Last week, HP completed its $1.2 billion acquisition of Palm, which gave around a 5% cash-on-cash return from its $460 million in total investments. Not very good, but better than Elevation would have faired in the Palm bankruptcy that some predicted.
To get a better sense of the Palm situation from Elevation’s point of view, I spent some time on the phone with Fred Anderson, the ex-Apple CFO who repped Elevation on the Palm board of directors. The conversation actually took place back when the deal was first announced in April, but Palm lawyers prevented me from publishing it until now. What follows are some of his comments from our conversation:
WHAT WAS THE ORIGINAL PALM INVESTMENT THESIS?
“The original investment thesis was that there was a huge global market called the handset market, but it was still in its early stages of development. Just 5% of the global market was using smartphones, and we believed there would be a huge substitution effect over the next five to ten years – that half of all internet activity would be mobile as opposed to fixed PC.”
“So a huge market opportunity at the early stages, and we were right about that. In fact, penetration levels are about 25% in the U.S. now.”
“We also felt it would be important to have a great mobile software platform in order to have long-term sustainable success.
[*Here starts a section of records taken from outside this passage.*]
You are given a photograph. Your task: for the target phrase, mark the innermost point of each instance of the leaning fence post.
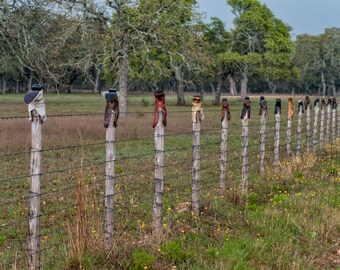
(289, 125)
(322, 122)
(225, 117)
(245, 115)
(197, 116)
(334, 105)
(328, 121)
(298, 142)
(159, 123)
(307, 108)
(263, 114)
(37, 115)
(277, 133)
(315, 130)
(110, 123)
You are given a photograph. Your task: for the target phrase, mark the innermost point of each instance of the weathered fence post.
(315, 130)
(110, 123)
(245, 115)
(225, 117)
(289, 125)
(197, 116)
(322, 122)
(37, 115)
(277, 133)
(307, 108)
(298, 142)
(159, 123)
(338, 122)
(328, 121)
(334, 106)
(263, 114)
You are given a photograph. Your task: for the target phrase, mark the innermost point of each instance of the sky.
(304, 16)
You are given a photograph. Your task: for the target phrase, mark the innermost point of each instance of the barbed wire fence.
(72, 188)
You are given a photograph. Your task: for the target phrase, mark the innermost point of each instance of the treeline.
(148, 44)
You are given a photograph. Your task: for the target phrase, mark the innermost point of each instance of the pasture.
(288, 220)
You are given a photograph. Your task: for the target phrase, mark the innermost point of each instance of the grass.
(289, 219)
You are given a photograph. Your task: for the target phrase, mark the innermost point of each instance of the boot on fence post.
(110, 123)
(245, 115)
(328, 120)
(263, 114)
(334, 106)
(159, 122)
(338, 122)
(307, 109)
(299, 130)
(315, 129)
(37, 115)
(289, 125)
(197, 117)
(225, 117)
(277, 133)
(322, 122)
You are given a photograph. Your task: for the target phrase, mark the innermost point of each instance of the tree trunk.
(232, 85)
(244, 86)
(218, 91)
(180, 93)
(123, 81)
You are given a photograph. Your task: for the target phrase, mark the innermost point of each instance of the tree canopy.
(151, 44)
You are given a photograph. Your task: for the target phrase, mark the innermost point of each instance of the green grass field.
(288, 220)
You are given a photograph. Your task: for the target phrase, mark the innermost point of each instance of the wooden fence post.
(315, 130)
(263, 117)
(110, 123)
(338, 122)
(245, 115)
(298, 142)
(322, 122)
(328, 120)
(307, 108)
(334, 105)
(197, 116)
(289, 125)
(37, 114)
(225, 117)
(277, 133)
(159, 123)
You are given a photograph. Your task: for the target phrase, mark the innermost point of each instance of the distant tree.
(261, 40)
(219, 41)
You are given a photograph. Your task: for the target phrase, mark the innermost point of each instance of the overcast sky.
(304, 16)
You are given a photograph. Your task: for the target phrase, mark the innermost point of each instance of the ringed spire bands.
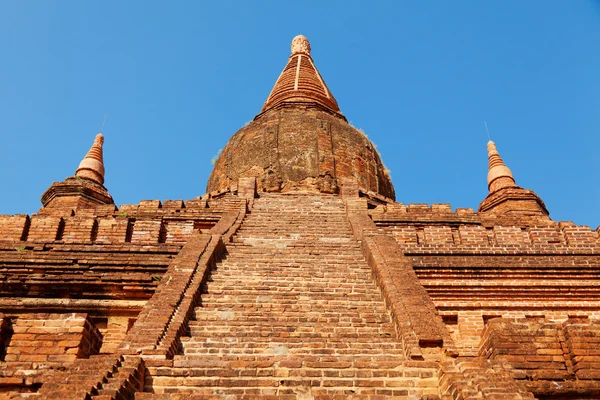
(300, 81)
(499, 175)
(92, 166)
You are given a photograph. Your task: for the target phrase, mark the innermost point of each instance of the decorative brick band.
(414, 313)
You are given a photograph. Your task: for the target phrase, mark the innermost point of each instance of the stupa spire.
(300, 81)
(92, 165)
(505, 197)
(499, 175)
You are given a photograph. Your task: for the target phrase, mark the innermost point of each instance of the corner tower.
(301, 142)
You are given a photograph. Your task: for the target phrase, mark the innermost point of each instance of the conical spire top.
(92, 166)
(300, 44)
(300, 81)
(499, 175)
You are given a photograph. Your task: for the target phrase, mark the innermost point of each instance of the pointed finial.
(499, 175)
(92, 166)
(300, 44)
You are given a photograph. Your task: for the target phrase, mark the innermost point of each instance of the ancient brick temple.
(298, 276)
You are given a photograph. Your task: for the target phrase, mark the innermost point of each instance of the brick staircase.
(291, 312)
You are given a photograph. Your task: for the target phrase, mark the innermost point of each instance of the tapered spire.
(92, 166)
(499, 175)
(300, 81)
(505, 197)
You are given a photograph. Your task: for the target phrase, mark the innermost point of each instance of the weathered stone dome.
(301, 141)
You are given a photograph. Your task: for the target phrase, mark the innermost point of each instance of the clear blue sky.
(178, 78)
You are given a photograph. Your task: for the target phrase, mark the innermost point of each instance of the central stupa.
(301, 142)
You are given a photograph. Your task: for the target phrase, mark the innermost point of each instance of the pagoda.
(298, 275)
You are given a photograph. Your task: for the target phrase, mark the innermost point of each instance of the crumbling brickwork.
(298, 276)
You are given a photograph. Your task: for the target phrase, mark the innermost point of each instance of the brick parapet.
(551, 358)
(53, 338)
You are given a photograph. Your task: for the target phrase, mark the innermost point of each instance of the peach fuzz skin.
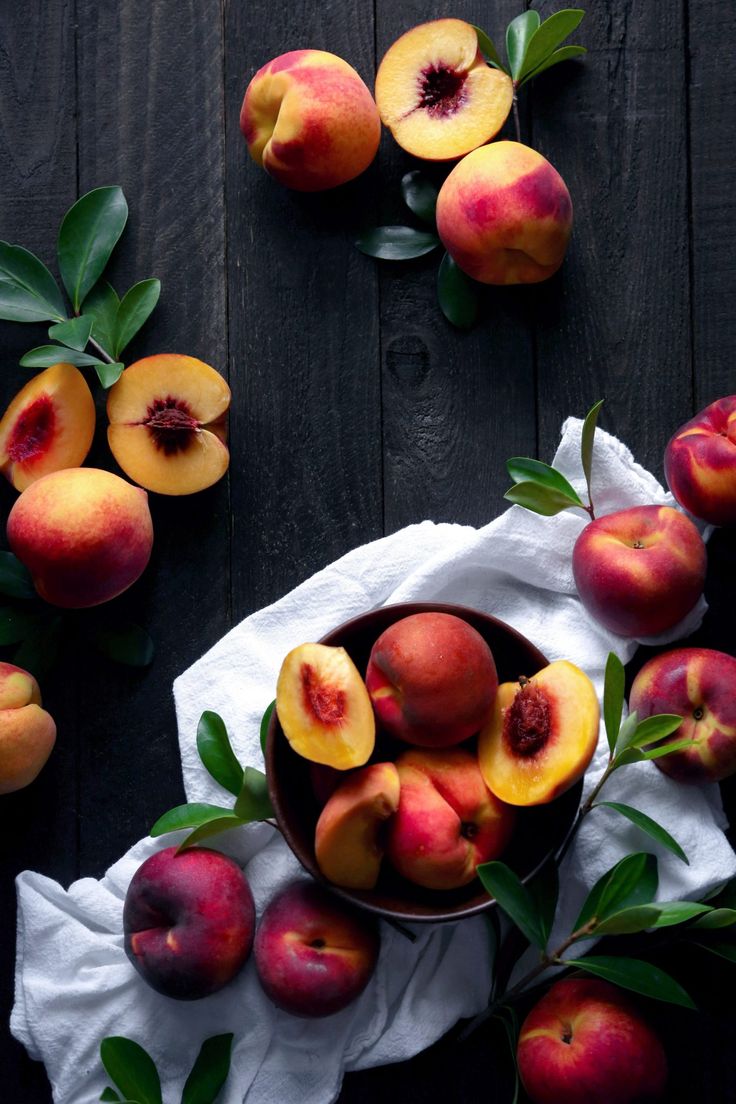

We still believe it.”
“Palm was going to bring to market under Jon Rubinstein a really great new mobile computing platform built from the ground up for mobile computing, unlike the iPhone or Windows Mobile which were derivatives of operating systems.”
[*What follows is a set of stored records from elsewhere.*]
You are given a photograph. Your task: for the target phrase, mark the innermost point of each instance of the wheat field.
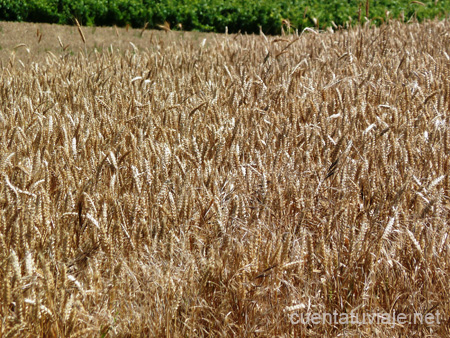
(211, 188)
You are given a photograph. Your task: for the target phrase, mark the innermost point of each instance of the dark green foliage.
(216, 15)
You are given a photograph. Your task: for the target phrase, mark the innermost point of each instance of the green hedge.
(215, 15)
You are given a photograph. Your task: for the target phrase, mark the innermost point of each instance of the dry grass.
(208, 189)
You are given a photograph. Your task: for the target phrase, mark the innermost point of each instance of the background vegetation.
(215, 15)
(212, 188)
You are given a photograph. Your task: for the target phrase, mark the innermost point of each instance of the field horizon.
(166, 184)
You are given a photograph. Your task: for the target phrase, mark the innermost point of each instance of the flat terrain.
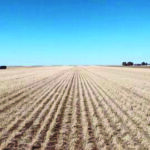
(74, 108)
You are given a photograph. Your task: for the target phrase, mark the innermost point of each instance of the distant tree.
(130, 63)
(144, 64)
(124, 64)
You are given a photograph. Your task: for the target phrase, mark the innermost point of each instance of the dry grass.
(76, 108)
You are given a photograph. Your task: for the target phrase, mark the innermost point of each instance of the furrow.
(28, 115)
(51, 136)
(138, 137)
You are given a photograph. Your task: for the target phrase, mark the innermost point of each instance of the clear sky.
(67, 32)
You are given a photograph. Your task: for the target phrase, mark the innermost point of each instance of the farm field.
(74, 108)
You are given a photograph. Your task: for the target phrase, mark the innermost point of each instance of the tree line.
(132, 64)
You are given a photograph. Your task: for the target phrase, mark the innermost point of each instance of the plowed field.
(74, 108)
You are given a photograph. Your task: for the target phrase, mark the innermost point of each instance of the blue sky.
(68, 32)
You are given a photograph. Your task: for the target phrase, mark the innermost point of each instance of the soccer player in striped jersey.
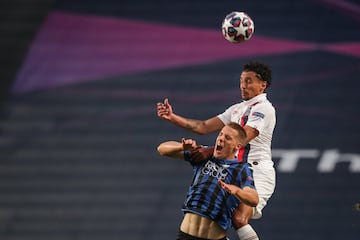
(219, 184)
(258, 117)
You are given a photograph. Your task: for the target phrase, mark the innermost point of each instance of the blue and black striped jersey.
(206, 197)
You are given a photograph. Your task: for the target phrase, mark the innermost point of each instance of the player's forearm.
(171, 149)
(248, 196)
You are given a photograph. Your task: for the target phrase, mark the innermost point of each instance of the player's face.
(251, 85)
(226, 144)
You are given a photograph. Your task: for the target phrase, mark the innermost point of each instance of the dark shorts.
(185, 236)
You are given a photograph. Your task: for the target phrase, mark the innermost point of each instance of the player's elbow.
(161, 149)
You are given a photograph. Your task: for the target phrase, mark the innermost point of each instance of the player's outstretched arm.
(165, 111)
(176, 149)
(246, 195)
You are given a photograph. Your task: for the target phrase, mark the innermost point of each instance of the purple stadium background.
(79, 132)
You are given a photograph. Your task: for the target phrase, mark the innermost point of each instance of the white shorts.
(265, 179)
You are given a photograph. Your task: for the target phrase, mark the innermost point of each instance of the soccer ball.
(237, 27)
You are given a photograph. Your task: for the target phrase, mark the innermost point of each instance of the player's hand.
(189, 144)
(201, 154)
(228, 187)
(164, 110)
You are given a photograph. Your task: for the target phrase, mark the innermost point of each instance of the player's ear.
(264, 85)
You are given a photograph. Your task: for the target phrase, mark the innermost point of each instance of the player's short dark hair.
(239, 129)
(262, 70)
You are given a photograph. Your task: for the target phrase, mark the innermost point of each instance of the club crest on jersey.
(215, 170)
(258, 114)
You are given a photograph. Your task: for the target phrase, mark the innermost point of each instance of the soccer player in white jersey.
(258, 117)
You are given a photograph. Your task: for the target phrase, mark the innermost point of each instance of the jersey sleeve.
(225, 117)
(187, 158)
(258, 115)
(247, 179)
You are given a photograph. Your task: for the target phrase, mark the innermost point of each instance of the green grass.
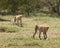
(21, 37)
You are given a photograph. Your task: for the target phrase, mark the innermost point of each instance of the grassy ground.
(21, 37)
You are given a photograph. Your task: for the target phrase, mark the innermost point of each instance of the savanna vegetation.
(34, 12)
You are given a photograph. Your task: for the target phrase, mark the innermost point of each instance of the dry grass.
(23, 37)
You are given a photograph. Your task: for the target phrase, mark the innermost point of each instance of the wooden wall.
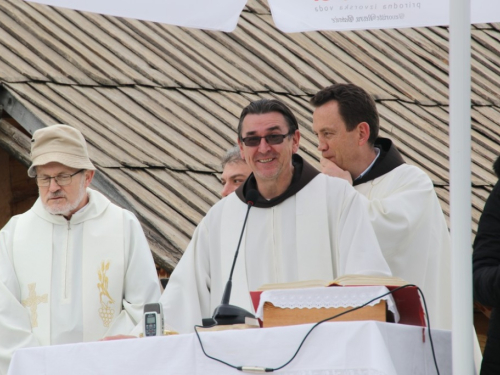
(18, 192)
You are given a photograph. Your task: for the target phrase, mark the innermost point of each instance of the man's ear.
(363, 133)
(89, 175)
(241, 148)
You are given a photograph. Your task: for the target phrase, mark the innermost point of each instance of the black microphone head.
(251, 196)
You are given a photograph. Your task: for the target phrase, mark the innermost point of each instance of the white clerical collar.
(377, 151)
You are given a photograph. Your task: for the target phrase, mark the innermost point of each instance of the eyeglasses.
(271, 139)
(61, 180)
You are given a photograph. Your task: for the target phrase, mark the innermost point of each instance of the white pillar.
(460, 186)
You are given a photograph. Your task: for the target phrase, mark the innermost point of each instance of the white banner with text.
(309, 15)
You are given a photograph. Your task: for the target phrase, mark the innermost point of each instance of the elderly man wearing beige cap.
(75, 267)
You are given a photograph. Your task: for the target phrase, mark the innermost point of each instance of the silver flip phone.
(153, 319)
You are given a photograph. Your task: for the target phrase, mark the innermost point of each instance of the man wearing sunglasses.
(75, 267)
(303, 225)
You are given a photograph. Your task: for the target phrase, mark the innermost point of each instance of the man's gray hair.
(232, 156)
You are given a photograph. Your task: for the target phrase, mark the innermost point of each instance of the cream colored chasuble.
(72, 283)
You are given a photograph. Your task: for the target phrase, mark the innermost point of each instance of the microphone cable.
(267, 369)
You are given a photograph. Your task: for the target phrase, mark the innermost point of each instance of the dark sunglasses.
(271, 139)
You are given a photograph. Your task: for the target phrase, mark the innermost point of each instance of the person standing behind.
(234, 171)
(486, 274)
(75, 267)
(401, 201)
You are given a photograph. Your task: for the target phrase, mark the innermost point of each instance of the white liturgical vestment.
(412, 233)
(321, 232)
(71, 281)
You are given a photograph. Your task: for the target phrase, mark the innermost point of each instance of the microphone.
(226, 314)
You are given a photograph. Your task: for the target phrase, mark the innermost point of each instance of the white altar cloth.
(340, 348)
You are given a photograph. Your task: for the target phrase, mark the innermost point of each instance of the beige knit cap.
(61, 144)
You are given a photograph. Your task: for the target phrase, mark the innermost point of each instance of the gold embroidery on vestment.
(32, 303)
(106, 312)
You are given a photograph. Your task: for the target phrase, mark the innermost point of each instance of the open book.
(341, 281)
(407, 299)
“We also believed this wasn’t a winner take all market because we believed market would segment around various uses.”
“We also thought it was important to put in downside protection, even though we saw huge upside.”
WHAT SURPRISED YOU?
“I would say that clearly the iPhone was probably even more successful than we could have predicted in 2007. And the competitive advantage of its applications, with the iTunes store and things like that, were the ideal distribution method on their platform. When they released it, it just took off, and clearly had a competitive advantage in the exclusive arrangement with AT&T.”
“There also was the rapid adoption of Android by manufacturers… and pricing became very competitive.”
WHY BUY COMMON STOCK LAST YEAR?
“The risk had been reduced once you knew you had a great software platform, and that second tranche was done just before they announced the Pre/Web OS.”
WHY INVEST SO MUCH INTO A SINGLE COMPANY?
“Any time you have a really big upside you normally also have risk. We did a good job in structuring this deal to protect our downside. Some people might say in terms of concentration it’s not ideal to put 25% of your fund in one investment, but if there’s huge upside I think it makes sense. Again, the original investment was only around 17% of the fund.”